Make sure Keith gets this? It was her mother's, and I promised Matt that she'd get it one day. Feel Keith out about whether or not he's ever going to propose to her and, if need be, give him this ring? (But only if you know for sure the moron is going to propose. )

Thanks, best, stay in touch,

- Cohen.

OFF AND ON, Julie Reid would stumble back into his life, between relationships of her own. They were friends, but sometimes she'd spend the night. She had a thing for sex in the shower and unbearably hot water, even in the summer. She liked the steam and slippery stall walls and the way he pressed her against the wall. She'd tuck her head into his neck, and her wet hair would cling to his chest. Her hands like hawk claws in the backs of his arms, and her heels squeak-sliding along the basin's edge. And then always, after they were done,
Take a bath with me
? All that steam and heat and passion had his heart flickering like a wasp trapped in a jar. But only ever with her, in the shower, did sex shock his heart like that. It was the heat and steam or it was Julie Reid or it was both.

She'd pour the bath, turn off the light, get in first, and ask him to lay back-on into her. She'd drape her hands over his shoulders and slide a finger over the glossy scar on his chest. She'd run her fingers over the hard chunk of metal below the scar, pressing hard enough to feel it there. She'd ask him to explain what ARVC was all over again because she could never remember what was wrong with his heart, and then she'd joke as she re-remembered. “So, you got poor rhythm? Can't keep a beat?
Hah hah
.”

Julie would meet someone online, or she'd give in to a neighbour's forward advances, or a customer buying a hatchback would pick her up, the way he had, and he wouldn't hear from her for months. And then one night she'd knock on his door. A distinct knock.
Tap, tap…tap. Tap, tap...tap.
She'd spend a night telling him that all men are inane or insane. It didn't count as a relationship, and yet their periodic flings—three times after they'd broken up and never longer than a few weeks—were enough for Cohen. Whatever that meant about him.

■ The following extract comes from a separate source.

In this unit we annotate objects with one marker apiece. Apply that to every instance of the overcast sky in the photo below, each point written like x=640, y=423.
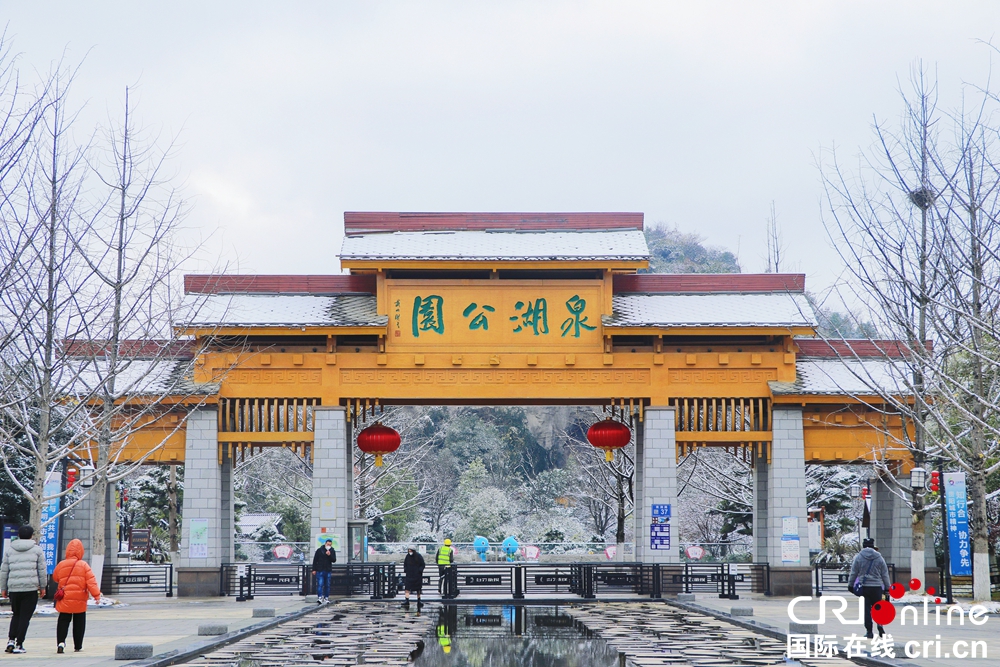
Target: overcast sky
x=698, y=114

She'd comment on that, with an arm around him, lying in his bed, skating fingers around his chest.
Don't you want something permanent and meaningful? A wife to take to staff Christmas parties?
A kid to throw baseballs at?

She got knocked up by a high-school physics teacher named Pete. He met her baby once, in a coffee shop.
My little Charlie Man
, she'd called him, reaching down into the stroller to pinch his cheeks. And then he never saw her again.

SEEING AND
NOT KNOWING

IT STARTED WITH a casual conversation at the staff coffee pot. “You like kids, right, Davies?”

“Depends where you're going with this. But yes, as a rule, more than adults.”

“And they like you. You have a way with relaying information and making learning fun.”He tapped his skull twice, “Learning only sticks when it's fun. Or at least, interesting.”

“It's not hard to make plants and animals exciting to kids.”

Clarence laughed as he poured then handed Cohen a cup of coffee. “Tell that to any other adult who takes thirty kids on a hike in the woods. Your patience is a virtue.”

Cohen took the mug from Clarence and took a slow, temperature-gauging sip of coffee,wondering where Clarence was going with this because the man never spoke a sentence without reason. He started every conversation like a persuasive essay.

“I have a proposition,” he said, “not that you can say no, really.”

Clarence grinned and pointed to his office door, but he'd pointed with the hand his mug was in, and hot coffee sloshed out of the mug, down across his fingers, and onto his shoes. “
Shit!
” He shimmied his mug to his other hand and shook the burning fingers like he was strumming a banjo. “Go on, take a seat in my office.” He took a handful of napkins and soaked up the brown puddle of coffee on his black shoes. “I'll be right in.”